The Lockheed Martin proposal to “un-man” the U-2 is dead, but the old high-altitude surveillance aircraft is very much alive despite repeated attempts to kill the programme.

The air force pushed back the aircraft’s retirement from 2016 to 2019 in its latest budget submission, giving it more time to upgrade the Northrop Grumman RQ-4B Global Hawk before sending the U-2 to the boneyard.

But the Lockheed Skunk Works thinks retiring the U-2 would be premature, since the U-2 fleet is as active and capable today as at any point in its 60-year history.

In fact, the U-2 programme is set to receive an improved Raytheon Advanced Synthetic Aperture Radar System (ASARS-2B) with double the range of the original -2A model, and a third-generation L-3 Communications radio that can relay data between fourth- and fifth-generation fighter jets, among other things.

“We’ve done some extensive stress analysis to verify our airframe is good through 2050,” Lockheed U-2 programme director Melani Austin tells Flightglobal. “That’s based on information generated from the engineering team here as well as concurrently evaluated at Warner Robins [Air Logistics Centre], our acquisition customer.”

U-2

US Air Force

Austin says the ASARS-2B active electronically scanned array radar and the new radio are just two items in a “prudent actions list” approved by the air force secretary and currently being considered by Congress as part of the service’s fiscal year 2016 budget submission.

If approved, Austin says the programme will move quickly to field the new capabilities.

“I can only assume Raytheon has been working fast and furiously.

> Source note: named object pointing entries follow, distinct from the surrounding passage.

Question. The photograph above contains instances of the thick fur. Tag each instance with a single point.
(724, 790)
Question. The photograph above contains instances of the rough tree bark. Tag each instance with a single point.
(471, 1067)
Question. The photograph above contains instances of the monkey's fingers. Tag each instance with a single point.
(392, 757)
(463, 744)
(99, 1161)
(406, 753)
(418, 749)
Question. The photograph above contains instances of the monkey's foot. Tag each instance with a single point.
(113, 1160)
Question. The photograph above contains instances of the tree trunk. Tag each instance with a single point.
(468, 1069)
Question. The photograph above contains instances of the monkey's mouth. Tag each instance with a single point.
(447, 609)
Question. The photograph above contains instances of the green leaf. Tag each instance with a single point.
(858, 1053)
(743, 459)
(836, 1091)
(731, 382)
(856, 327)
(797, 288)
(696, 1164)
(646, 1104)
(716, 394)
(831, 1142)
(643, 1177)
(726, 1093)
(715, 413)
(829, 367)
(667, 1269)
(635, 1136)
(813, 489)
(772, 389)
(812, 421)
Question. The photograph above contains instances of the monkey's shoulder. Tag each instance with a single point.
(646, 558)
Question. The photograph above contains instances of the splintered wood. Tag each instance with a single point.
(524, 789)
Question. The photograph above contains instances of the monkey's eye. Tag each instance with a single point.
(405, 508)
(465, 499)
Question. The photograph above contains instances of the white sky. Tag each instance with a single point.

They are poised to implement,” she says.

The radar upgrade will improve the aircraft’s target indication and synthetic aperture radar imaging capabilities, and is a modular unit carried as needed depending on the mission.

The unit would be fielded alongside the latest Senior Year Electro-Optical Reconnaissance System-2C multispectral imaging sensor, which Austin says can see new bands on the electromagnetic spectrum and the data it collects is easier to interpret. Two units are currently fielded.

“I do believe SYERS-2C is a significant improvement in data collection,” she says. “There’s more data, and absolutely it can extend the [U-2’s] relevance beyond 2019.”

The U-2 faces renewed competition from the Global Hawk though, with a new cooperative research agreement signed between USAF and Northrop that would demonstrate SYERS-2C and other sensors on the high-flying unmanned alternative.

The Global Hawk is a smaller, lower-flying aircraft with less power, but can stay airborne for more than 30h and costs less to operate per flight hour.

And any hopes the Lockheed had of extending the U-2’s flight time by converting it to a remotely-piloted configuration are gone. The air force considered an unmanned conversion back in 2012, and the idea was floated again in 2014, but the idea has not gained any traction.

“We put that idea forward, it was not met with any interest, so we remain ready to evaluate it again, but at this time we’re not pursuing it,” says Austin.

U-2

US Air Force

Lockheed still maintains that the Global Hawk will struggle to reach parity with the U-2 by 2019, if at all. Austin contends that the U-2S, built in the 1980s, still has plenty of structural life left and could keep flying through 2050 if needed.

“Our mission capability rate averages 97%,” she says. “We have 80% of the life in the airframe left, we have no vanishing vendor issues, and we’ll continue to perform at the request of the air force.”

The service owns 27 single-seat, mission-capable U-2s and 5 double-seat trainers stationed at Beale AFB in California. The aircraft are forward deployed to the Middle East and in the Pacific theatre, and some are currently supporting the air campaign against the Islamic State extremist group in Iraq and Syria.

On another note, all 27 mission aircraft have received the Cockpit Altitude Reduction Effort (CARE) upgrade to reduce instances of decompression sickness, with the final modification completed earlier this year. Lockheed says there have been no reported cases of decompression sickness since.

The U-2 generally flies at 70,000ft and CARE reduces the pressurised altitude inside the cockpit to 15,000ft.